Dès le 25 novembre 2021 en fin de journée, Monsieur [Y] était informé de la décision des autorités marocaines de suspendre tous les vols en direction de la France en raison de la crise COVID, pour une durée indéterminée, à compter du 26 novembre 2021. La SARL NPO décidait d’interrompre définitivement l’épreuve.
Monsieur [Y] et sa compagne repartaient en France le 26 novembre 2021.
Le gouvernement marocain suspendait les vol vers la France à compter du 29 novembre 2021.
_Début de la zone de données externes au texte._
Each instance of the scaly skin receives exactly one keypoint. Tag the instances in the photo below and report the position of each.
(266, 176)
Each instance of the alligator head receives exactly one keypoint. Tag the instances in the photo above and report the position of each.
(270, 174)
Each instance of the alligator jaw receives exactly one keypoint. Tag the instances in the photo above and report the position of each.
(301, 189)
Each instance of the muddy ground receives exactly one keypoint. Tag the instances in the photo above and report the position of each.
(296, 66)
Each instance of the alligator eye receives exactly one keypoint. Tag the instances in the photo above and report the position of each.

Par communiqué officiel du 6 décembre 2021 à l’ensemble des participants au raid, la SARL NPO se fondait sur la force majeure et son absence de faute pour refuser de faire droit aux demandes de remboursement. Elle proposait une somme forfaitaire globale de 450 euros par véhicule engagé, à titre de geste commercial. Par lettre recommandée avec accusé de réception signé le 30 décembre 2021, Monsieur [Y] sollicitait une indemnisation forfaitaire transactionnelle de 4 000 euros chacun avant d’engager une procédure pour être indemnisé.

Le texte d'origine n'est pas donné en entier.